Tuesday, April 19, 2022

MIT Reveals the Best way to open an Oreo

 

 The science is in: The creme filling in Oreo cookies is classified as "mushy," and it's very difficult to get it to stick to both sides when you twist one apart. "I had in my mind that if you twist the Oreos perfectly, you should split the creme perfectly in the middle," MIT researcher Crystal Owens said in a statement. "But what actually happens is the creme almost always comes off of one side." Owens and three co-authors have an article titled On Oreology, the fracture and flow of "milk's favorite cookie" in the current issue of the journal Physics of Fluids this week.

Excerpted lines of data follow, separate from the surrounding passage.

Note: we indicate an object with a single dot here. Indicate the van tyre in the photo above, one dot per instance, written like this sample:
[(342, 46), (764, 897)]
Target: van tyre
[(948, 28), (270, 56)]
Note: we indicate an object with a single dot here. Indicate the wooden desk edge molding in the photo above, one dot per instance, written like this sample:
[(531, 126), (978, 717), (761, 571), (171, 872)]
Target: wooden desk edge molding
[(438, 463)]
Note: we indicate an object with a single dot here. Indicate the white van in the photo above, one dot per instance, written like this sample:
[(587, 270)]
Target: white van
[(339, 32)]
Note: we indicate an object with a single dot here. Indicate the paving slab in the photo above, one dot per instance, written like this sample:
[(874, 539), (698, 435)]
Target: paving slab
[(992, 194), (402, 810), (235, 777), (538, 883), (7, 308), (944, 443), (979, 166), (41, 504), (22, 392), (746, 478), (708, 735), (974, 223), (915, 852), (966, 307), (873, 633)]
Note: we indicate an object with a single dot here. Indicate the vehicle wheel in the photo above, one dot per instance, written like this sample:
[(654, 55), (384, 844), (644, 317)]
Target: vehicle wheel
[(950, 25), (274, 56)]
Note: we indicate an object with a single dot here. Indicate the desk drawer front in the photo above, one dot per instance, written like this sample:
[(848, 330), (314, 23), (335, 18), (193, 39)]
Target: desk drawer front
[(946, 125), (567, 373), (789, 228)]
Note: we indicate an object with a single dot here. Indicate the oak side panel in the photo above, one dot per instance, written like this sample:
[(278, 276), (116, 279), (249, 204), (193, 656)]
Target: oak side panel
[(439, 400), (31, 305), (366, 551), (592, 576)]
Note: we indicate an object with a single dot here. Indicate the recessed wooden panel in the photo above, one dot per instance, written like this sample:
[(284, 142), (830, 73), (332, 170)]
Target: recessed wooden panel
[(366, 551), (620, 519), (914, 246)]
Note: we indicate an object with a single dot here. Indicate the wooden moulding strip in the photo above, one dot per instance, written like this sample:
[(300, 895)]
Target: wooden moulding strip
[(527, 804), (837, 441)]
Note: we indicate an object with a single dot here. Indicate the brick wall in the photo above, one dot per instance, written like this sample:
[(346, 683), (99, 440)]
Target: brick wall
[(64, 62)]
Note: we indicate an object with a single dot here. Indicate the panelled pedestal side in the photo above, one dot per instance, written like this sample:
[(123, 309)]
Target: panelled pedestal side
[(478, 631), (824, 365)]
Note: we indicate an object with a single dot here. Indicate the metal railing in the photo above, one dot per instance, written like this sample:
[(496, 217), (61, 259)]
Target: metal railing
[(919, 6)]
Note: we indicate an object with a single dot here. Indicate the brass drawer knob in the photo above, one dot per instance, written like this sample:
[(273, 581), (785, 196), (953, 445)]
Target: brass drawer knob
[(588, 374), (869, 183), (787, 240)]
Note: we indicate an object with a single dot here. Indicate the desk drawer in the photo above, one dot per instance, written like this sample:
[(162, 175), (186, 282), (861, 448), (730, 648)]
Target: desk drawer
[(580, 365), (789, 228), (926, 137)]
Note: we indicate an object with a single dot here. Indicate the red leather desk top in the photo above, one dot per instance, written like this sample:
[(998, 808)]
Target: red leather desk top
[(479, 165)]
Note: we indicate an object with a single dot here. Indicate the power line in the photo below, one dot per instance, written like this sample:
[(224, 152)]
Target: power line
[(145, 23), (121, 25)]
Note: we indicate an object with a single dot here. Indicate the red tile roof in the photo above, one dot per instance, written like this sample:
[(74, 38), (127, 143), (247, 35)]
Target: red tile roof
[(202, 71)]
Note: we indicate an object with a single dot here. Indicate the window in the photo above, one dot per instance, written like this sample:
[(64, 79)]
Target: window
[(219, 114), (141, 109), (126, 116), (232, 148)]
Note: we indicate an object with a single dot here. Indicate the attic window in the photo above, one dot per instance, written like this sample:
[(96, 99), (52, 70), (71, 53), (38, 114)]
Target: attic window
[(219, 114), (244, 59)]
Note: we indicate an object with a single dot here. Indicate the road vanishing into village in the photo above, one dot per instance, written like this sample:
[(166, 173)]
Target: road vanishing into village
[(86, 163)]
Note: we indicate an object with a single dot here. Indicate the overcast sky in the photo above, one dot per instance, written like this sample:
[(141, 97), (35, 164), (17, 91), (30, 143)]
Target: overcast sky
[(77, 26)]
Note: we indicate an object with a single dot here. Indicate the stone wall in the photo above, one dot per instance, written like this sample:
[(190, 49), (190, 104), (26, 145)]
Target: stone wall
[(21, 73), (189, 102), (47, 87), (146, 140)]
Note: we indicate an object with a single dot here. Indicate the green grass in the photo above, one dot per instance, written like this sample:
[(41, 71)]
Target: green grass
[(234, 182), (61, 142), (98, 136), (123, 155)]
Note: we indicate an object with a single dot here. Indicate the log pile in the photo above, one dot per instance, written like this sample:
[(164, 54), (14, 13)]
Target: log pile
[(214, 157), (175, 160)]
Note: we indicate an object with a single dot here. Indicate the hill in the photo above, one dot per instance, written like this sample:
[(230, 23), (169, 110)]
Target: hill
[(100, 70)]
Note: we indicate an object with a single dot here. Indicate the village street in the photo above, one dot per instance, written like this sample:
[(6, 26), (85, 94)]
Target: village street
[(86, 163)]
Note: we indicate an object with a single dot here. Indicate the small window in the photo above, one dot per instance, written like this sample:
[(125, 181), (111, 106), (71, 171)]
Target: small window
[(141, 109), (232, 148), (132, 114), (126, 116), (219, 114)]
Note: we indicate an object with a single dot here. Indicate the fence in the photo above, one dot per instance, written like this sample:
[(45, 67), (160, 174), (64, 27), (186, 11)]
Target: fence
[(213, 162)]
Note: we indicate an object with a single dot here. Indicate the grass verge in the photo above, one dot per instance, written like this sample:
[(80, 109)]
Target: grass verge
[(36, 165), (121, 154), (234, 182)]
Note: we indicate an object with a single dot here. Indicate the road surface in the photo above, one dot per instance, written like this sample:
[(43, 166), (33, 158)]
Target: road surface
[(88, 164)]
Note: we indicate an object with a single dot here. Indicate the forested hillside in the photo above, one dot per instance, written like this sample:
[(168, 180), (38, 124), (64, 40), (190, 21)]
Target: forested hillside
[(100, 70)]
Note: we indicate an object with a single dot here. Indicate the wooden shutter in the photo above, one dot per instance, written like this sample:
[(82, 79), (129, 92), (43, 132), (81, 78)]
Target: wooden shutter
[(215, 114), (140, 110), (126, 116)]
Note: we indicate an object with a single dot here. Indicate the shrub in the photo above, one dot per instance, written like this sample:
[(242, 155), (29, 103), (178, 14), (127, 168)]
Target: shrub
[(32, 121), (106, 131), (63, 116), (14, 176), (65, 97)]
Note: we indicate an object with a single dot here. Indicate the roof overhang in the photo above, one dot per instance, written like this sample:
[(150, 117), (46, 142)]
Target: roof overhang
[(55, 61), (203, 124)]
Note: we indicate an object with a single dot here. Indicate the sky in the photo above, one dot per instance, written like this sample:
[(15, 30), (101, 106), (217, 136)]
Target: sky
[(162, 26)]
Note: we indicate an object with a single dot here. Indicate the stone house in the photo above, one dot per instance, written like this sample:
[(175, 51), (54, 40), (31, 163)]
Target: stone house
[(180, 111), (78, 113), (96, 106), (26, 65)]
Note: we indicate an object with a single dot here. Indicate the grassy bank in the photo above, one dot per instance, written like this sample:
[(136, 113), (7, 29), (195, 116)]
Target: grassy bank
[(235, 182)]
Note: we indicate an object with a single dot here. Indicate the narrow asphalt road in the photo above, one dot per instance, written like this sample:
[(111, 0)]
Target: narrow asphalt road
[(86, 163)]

The team created a so-called "Oreometer," a 3D-printed device that works using rubber bands and is loaded with coins to provide the weight that then translates into the force needed to mechanically twist the two parts of the cookie apart. Oreometer is actually a play on words that only a very specific set of fluid dynamics nerds will recognize. That's because the device is actually a rheometer, which is used in labs to measure the way substances flow in response to applied force. One other variable involved dipping the cookies in milk, which caused them to degrade and crumble after about a minute, unsurprisingly. The researchers didn't indicate if they plan to continue their research to pursue the most obvious remaining Oreo-related mystery: What's wrong with people who eat the cookies without event attempting to twist them apart?